I was at the Air and Space Museum waiting in line for an exhibit and saw this photograph, well sort of. The shadows of Americans were there and I added the flag. It reminds me of our innocence as Americans, we believe in high ideals; Democracy, the Republic, balance of power, the Geneva Convention and not torturing prisoners of war, nor do we use mercenaries to fight our wars or spy on our citizens and we actually believe our court system is fair and makes the accuser produce evidence of guilt, and we don’t overthrow foreign countries for our “ideals” nor do our politicians lie - ha ha, just had to throw in that one. See, we are so innocent, none of what I just wrote is true of America, or anywhere, we do all those things and more. We will not know the real horror of the war in Iraq for many years and when the total truth is known it will be interesting to see who is still standing to the right of this issue. This may be the time when Americans lost their innocence.

Signature

Monday, October 8th, 2007

Maker’s Mark

This silver is at the Victoria and Albert Museum in London and is a vignette on the silver makers over the past several hundred years. This display is a discussion of the maker’s mark and how it’s changed over the years and what different numbers and marks mean. Before the industrial age everything was made by craftsmen in their own shops, one at a time, and the maker’s mark identified the piece and was probably a little bit of advertising as well. I’m sure there are a few silver smiths who didn’t really need a mark, that their work was so beautiful it was recognized by people who loved the craft.

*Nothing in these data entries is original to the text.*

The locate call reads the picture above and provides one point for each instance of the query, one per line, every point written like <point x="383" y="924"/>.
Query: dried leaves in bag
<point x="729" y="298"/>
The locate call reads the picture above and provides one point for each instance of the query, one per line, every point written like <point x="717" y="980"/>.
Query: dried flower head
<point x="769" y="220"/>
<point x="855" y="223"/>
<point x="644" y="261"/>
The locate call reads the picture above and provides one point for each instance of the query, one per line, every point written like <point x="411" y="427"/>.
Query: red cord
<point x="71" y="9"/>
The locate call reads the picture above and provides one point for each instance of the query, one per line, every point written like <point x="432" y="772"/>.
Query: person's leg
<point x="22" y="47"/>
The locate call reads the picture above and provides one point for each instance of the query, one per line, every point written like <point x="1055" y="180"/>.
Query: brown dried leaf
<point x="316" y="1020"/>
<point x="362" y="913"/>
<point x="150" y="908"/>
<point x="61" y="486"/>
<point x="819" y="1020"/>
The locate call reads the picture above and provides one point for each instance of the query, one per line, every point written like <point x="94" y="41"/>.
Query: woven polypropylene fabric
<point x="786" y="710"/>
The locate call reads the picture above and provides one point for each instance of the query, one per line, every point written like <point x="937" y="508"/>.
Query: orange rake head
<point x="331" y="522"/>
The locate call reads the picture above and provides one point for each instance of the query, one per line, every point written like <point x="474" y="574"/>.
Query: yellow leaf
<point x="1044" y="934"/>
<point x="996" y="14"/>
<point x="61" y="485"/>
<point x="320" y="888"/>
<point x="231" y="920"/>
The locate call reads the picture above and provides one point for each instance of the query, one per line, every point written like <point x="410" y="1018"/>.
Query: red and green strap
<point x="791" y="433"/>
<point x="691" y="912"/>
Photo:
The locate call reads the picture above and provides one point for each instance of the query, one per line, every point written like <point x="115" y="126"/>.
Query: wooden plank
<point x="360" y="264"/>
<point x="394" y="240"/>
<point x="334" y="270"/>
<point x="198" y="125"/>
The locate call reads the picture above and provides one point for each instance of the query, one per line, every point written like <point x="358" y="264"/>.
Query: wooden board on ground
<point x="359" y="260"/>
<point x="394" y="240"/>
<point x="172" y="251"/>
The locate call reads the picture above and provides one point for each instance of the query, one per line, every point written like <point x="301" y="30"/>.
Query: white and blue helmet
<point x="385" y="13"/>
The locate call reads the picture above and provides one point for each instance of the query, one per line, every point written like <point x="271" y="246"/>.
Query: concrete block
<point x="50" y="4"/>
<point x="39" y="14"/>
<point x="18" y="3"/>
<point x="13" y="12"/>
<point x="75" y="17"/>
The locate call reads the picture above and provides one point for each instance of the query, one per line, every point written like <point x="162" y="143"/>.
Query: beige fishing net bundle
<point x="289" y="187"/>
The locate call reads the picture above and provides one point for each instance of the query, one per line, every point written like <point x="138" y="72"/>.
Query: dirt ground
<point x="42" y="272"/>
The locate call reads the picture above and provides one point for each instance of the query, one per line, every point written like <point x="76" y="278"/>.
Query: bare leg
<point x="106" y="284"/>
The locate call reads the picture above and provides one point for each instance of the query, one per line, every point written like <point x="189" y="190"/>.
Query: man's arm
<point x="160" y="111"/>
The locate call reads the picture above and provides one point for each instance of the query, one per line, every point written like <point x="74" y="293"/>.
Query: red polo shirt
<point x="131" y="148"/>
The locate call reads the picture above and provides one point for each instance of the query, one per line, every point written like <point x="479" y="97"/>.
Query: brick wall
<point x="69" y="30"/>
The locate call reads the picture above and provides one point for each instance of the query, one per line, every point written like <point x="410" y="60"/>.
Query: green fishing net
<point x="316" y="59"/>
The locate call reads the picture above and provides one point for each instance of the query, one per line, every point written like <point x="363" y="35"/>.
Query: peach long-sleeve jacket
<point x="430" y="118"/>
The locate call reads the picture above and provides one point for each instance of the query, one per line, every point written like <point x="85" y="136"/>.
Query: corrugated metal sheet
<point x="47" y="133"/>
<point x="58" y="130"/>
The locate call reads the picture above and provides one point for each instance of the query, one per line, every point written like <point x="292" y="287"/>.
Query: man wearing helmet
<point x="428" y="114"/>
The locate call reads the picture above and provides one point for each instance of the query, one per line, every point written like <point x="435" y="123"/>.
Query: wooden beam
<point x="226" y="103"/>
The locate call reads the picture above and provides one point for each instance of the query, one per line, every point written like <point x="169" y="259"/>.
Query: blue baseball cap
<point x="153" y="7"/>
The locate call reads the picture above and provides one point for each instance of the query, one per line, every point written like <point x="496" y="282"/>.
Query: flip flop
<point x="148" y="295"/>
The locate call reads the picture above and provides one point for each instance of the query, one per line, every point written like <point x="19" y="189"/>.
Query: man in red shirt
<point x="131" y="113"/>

The industrial revolution brought on thousands of mass produced goods made in factories by anonymous people using molds and Henry Ford’s ideas of the assembly line and today we have plastics being pulled out of molds in countries we’ve never seen by people we know nothing about and it turns out that these people are polluting their world the way we polluted ours.

Mass production is a cheap fix and a way to produce goods at a lower cost and sometimes they can be of better quality, and some things like silver serving spoons, should continue to be made in shops by craftsmen and women. There is no reason to flood the market with expensive items that last forever, it’s best to leave the most beautiful items as the rarest.

Is it too late to argue for a craft based industrial movement?